For entrée, Lyle cooked up a recipe that I'm going to have to try sometime. He started with a fry-pan with butter and some bacon rinds for flavouring. He then chopped up a black-pudding into reasonably large pieces, fried the pieces, then fried some large scallops. He then placed a scallop on top of each piece of pudding and a slice of apple on top of each scallop. The flavours of the pudding, scallop and apples went surprisingly well together. If you want something a little different to serve for an entrée to a nice meal anytime soon, I recommend trying this.

For main course, he made a dish consisting of small fillet steaks, each wrapped in a strip of bacon (held in place by a toothpick) with a small strip of pate placed over the steak (where it quickly melted) and then a large, fried, mushroom was placed over the pate. Again, great food (served with asparagus spears and potatoes) and something I'm keen to try making myself.

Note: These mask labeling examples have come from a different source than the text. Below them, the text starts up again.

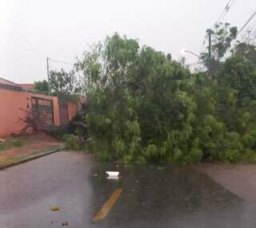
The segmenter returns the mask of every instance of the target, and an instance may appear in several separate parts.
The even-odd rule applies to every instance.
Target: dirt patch
[[[238,197],[256,203],[256,165],[202,164],[193,168],[206,174]]]
[[[22,142],[22,146],[14,146],[14,142]],[[5,150],[0,151],[0,158],[14,158],[23,155],[28,155],[39,151],[50,150],[56,147],[63,147],[64,144],[45,134],[37,135],[10,137],[6,138]]]

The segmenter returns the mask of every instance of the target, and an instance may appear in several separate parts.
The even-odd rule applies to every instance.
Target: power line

What made today something that just had to go on the blog, however, happened at the end of the afternoon. After lunch, Lyle and I spent the afternoon talking about philosophy, religion, politics, you know the stuff. As the afternoon was starting to turn into evening, we were talking about my blog and I showed him my post from last week about cocktails. I was (pleasantly) surprised to discover that he had some Apple Brandy (not actually Apple Jack, but close enough) and that he was rather enthusiastic about making up a Jack Rose. So, thanks to Lyle, I have now tried all six of the "Standard Cocktails"

So, the Jack Rose:

Embury calls for a recipe of eight parts Apple Brandy to two parts lime juice and one part Grenadine syrup. We didn't have any Grenadine so Lyle made up a substitute by mixing pomegranate molasses with raspberry cordial. The three ingredients were mixed in roughly the ratios given above (we actually ended up putting slightly more syrup than was called for but not by much). This was then shaken over ice and served neat.

The results: The sidecar's position as my favourite among the big six is no immediate danger, but I certainly found it a pleasant drink. Lyle shared my enjoyment, although his wife found it too sour. It did have a rather sour taste, with only a slightly bitter aftertaste. Having said that, as I noted last time, I'm more of a fan of sour drinks than most; if you are planning to make one of these yourselves and you don't share my love of sourness, you might consider a higher ratio of syrup.